From cacf3f882fc94cbcfb2debbed3d5e4006a588b9b Mon Sep 17 00:00:00 2001
From: Boris Lami Fonyuy <fonyuy@google.com>
Date: Mon, 16 Oct 2023 05:11:26 -0700
Subject: [PATCH] Add functionality that avoids putting neighbouring examples
 into different train/test split

PiperOrigin-RevId: 573779093
---
 requirements.txt                |   1 +
 src/create_labeled_dataset.py   |   3 +
 src/skai/cloud_labeling.py      | 170 ++++++++++++++++++++++---
 src/skai/cloud_labeling_test.py | 219 +++++++++++++++++++++++++++++---
 src/skai/utils.py               |  13 ++
 src/skai/utils_test.py          |  55 ++++++++
 6 files changed, 420 insertions(+), 41 deletions(-)
 create mode 100644 src/skai/utils_test.py

diff --git a/requirements.txt b/requirements.txt
index 01149677..d73231a4 100644
--- a/requirements.txt
+++ b/requirements.txt
@@ -25,3 +25,4 @@ tqdm
 openlocationcode
 xmanager
 tensorflow-text
+scipy
\ No newline at end of file
diff --git a/src/create_labeled_dataset.py b/src/create_labeled_dataset.py
index 191c0d24..4c801880 100644
--- a/src/create_labeled_dataset.py
+++ b/src/create_labeled_dataset.py
@@ -42,6 +42,8 @@
                      'If specified, random seed for train/test split.')
 flags.DEFINE_float('test_fraction', 0.2,
                    'Fraction of labeled examples to use for testing.')
+flags.DEFINE_float('connecting_distance_meters', 77.0,
+                   'Maximum distance for two points to be connected.')
 flags.DEFINE_list(
     'string_to_numeric_labels',
     [
@@ -75,6 +77,7 @@ def main(unused_argv):
       FLAGS.test_fraction,
       FLAGS.train_output_path,
       FLAGS.test_output_path,
+      FLAGS.connecting_distance_meters,
       FLAGS.use_multiprocessing)
 
 
diff --git a/src/skai/cloud_labeling.py b/src/skai/cloud_labeling.py
index fc69751f..53587b19 100644
--- a/src/skai/cloud_labeling.py
+++ b/src/skai/cloud_labeling.py
@@ -22,16 +22,18 @@
 import queue
 import random
 import time
-from typing import Dict, Iterable, List, Optional, Tuple, Set
+from typing import Dict, Iterable, List, Optional, Set, Tuple
 
 from absl import logging
-
+import geopandas as gpd
 from google.cloud import aiplatform
 from google.cloud import aiplatform_v1
+import numpy as np
 import pandas as pd
 import PIL.Image
 import PIL.ImageDraw
 import PIL.ImageFont
+import scipy
 from skai import utils
 import tensorflow as tf
 
@@ -490,40 +492,158 @@ def _write_tfrecord(examples: Iterable[Example], path: str) -> None:
       writer.write(example.SerializeToString())
 
 
+def get_connection_matrix(
+    longitudes: List[float],
+    latitudes: List[float],
+    encoded_coordinates: List[str],
+    connecting_distance_meters: float,
+)-> Tuple[gpd.GeoDataFrame, np.ndarray]:
+  """Gets a connection matrix for a set of points.
+
+  Args:
+    longitudes: Longitudes of points.
+    latitudes: Latitudes of points.
+    encoded_coordinates: Encoded coordinates of points.

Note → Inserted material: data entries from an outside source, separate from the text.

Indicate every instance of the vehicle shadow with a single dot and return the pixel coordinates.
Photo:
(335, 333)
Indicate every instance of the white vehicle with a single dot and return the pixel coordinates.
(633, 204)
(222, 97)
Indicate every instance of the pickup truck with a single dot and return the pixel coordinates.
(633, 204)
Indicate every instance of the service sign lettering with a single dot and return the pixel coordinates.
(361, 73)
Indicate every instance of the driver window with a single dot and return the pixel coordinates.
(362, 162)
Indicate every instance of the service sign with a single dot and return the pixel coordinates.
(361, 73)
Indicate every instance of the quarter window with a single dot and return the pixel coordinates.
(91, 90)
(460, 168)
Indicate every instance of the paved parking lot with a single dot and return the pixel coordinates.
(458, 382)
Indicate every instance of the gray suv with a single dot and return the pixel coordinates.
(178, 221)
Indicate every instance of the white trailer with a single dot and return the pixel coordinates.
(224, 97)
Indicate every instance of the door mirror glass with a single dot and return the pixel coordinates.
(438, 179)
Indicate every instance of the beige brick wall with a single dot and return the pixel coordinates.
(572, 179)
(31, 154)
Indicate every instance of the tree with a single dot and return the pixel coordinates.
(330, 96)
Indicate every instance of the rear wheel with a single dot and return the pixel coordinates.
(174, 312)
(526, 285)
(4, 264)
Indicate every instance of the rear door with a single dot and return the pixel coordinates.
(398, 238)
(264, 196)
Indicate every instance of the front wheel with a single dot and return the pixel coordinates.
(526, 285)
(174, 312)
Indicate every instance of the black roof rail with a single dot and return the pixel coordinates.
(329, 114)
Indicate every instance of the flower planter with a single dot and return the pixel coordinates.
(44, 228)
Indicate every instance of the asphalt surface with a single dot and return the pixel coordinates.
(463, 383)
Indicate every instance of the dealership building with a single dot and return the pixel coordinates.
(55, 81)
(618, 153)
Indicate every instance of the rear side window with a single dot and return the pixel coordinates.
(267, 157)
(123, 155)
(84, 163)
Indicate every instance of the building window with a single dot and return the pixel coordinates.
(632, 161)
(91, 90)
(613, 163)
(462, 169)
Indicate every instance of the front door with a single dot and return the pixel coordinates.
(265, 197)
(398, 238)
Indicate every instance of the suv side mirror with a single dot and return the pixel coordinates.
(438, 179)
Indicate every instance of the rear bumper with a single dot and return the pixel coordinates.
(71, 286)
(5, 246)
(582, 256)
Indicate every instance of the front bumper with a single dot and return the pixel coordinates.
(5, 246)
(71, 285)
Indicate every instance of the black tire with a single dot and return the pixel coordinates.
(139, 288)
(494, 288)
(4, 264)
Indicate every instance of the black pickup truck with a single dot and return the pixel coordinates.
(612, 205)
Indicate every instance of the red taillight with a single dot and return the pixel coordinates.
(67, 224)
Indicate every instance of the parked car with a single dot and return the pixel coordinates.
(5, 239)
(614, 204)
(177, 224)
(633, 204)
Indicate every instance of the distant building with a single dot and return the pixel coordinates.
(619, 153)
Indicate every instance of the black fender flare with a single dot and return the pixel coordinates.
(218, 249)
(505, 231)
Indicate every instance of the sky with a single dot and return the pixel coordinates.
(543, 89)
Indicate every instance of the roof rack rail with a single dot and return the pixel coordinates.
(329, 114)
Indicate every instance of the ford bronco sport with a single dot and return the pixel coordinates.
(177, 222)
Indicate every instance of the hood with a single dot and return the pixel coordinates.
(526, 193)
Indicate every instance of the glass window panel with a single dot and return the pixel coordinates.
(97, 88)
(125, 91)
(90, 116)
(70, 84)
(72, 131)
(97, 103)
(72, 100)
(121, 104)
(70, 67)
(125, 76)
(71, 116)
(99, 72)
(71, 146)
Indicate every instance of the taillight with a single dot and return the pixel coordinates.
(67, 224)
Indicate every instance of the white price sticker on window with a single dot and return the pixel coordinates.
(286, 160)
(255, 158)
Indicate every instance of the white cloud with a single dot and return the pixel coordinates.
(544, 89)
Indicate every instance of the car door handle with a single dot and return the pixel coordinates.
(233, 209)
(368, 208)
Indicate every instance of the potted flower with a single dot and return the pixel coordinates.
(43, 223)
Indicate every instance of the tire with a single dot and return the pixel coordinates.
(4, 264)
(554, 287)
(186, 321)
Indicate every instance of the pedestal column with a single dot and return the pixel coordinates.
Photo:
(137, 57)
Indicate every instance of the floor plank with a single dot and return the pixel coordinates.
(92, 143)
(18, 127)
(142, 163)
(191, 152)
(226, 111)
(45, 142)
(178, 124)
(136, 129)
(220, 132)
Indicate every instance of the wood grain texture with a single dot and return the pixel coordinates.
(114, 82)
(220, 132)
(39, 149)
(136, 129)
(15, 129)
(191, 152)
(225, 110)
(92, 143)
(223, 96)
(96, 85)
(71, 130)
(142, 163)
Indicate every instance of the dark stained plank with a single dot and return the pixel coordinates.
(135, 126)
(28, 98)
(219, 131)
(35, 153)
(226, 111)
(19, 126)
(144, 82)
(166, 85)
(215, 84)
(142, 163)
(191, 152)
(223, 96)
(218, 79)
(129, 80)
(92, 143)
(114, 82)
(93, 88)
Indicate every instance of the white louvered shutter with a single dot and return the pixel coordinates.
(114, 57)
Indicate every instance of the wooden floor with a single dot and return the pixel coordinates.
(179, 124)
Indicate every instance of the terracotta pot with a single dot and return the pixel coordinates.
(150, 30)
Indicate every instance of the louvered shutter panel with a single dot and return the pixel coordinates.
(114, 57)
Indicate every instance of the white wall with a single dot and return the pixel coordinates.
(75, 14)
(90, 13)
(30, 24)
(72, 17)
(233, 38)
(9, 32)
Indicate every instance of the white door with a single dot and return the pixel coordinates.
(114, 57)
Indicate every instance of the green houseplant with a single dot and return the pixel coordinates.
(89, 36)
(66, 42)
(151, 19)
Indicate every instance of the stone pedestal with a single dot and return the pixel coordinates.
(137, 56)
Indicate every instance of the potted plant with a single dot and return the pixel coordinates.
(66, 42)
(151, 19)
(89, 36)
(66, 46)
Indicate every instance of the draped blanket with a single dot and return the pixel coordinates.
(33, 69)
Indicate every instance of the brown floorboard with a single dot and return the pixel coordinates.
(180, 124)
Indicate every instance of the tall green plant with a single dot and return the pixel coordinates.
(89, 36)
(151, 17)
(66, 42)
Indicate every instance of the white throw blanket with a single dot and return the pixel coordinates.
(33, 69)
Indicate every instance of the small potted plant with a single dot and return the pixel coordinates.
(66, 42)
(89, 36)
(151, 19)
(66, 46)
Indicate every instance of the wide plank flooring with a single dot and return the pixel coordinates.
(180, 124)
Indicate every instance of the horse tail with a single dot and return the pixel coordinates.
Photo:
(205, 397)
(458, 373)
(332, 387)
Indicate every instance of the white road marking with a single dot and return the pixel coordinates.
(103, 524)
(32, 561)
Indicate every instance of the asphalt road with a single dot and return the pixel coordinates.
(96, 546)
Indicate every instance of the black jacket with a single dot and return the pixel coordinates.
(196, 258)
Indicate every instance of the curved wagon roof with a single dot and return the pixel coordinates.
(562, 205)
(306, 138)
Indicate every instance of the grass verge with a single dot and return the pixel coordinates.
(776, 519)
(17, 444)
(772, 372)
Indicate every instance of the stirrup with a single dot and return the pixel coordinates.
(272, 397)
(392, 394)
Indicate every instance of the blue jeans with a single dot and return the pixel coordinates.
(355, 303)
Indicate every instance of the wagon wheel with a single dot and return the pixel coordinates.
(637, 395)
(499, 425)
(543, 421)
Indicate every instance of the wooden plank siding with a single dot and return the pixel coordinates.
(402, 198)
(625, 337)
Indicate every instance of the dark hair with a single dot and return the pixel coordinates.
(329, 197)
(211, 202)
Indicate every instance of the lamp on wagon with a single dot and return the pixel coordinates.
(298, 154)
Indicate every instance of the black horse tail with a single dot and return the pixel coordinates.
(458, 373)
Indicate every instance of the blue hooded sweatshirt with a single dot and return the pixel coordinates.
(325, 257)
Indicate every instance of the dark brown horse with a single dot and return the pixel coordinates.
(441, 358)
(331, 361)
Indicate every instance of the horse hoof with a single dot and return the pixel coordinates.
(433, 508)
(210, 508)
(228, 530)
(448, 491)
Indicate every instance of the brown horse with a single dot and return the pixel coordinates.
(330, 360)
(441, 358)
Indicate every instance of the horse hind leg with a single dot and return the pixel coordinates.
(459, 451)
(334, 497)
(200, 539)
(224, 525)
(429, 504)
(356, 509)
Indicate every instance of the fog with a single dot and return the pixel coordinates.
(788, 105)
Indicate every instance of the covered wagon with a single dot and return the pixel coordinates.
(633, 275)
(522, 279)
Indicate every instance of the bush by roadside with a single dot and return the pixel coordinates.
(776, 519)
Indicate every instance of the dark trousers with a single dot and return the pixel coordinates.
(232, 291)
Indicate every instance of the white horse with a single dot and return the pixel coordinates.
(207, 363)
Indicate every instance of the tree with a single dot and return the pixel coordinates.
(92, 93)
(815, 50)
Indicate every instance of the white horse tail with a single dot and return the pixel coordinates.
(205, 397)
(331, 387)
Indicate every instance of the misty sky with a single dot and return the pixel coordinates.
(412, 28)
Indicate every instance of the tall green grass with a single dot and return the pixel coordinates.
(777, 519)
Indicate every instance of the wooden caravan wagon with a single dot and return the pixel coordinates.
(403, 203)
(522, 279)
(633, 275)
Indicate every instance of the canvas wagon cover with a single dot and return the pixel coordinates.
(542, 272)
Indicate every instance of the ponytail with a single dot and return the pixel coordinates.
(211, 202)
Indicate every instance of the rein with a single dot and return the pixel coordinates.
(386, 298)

+    connecting_distance_meters: Maximum distance for two points to be connected.
+
+  Returns:
+    Tuple of (GeoDataFrame, connection_matrix).
+  """
+  points = gpd.GeoSeries(gpd.points_from_xy(
+      longitudes,
+      latitudes,
+  )).set_crs(4326)
+
+  centroid = points.unary_union.centroid
+  utm_points = points.to_crs(utils.convert_wgs_to_utm(centroid.x, centroid.y))
+
+  gpd_df = gpd.GeoDataFrame(
+      {'encoded_coordinates': encoded_coordinates},
+      geometry=utm_points
+  )
+
+  def calculate_euclidean_distance(row):
+    return gpd_df.distance(row.geometry)
+
+  distances = np.array(gpd_df.apply(calculate_euclidean_distance, axis=1))
+  connection_matrix = (distances < connecting_distance_meters).astype('int')
+
+  assert connection_matrix.shape == (
+      len(encoded_coordinates),
+      len(encoded_coordinates),
+  )
+
+  return gpd_df, connection_matrix
+
+
+def get_connected_labels(
+    connection_matrix: np.ndarray,
+) -> List[str]:
+  """Gets the labels of connected components.
+
+  Args:
+    connection_matrix: Connection matrix.
+
+  Returns:
+    List of labels of connected components. Components with the same label are
+    connected and are therefore connected.
+  """
+  graph = scipy.sparse.csr_matrix(connection_matrix)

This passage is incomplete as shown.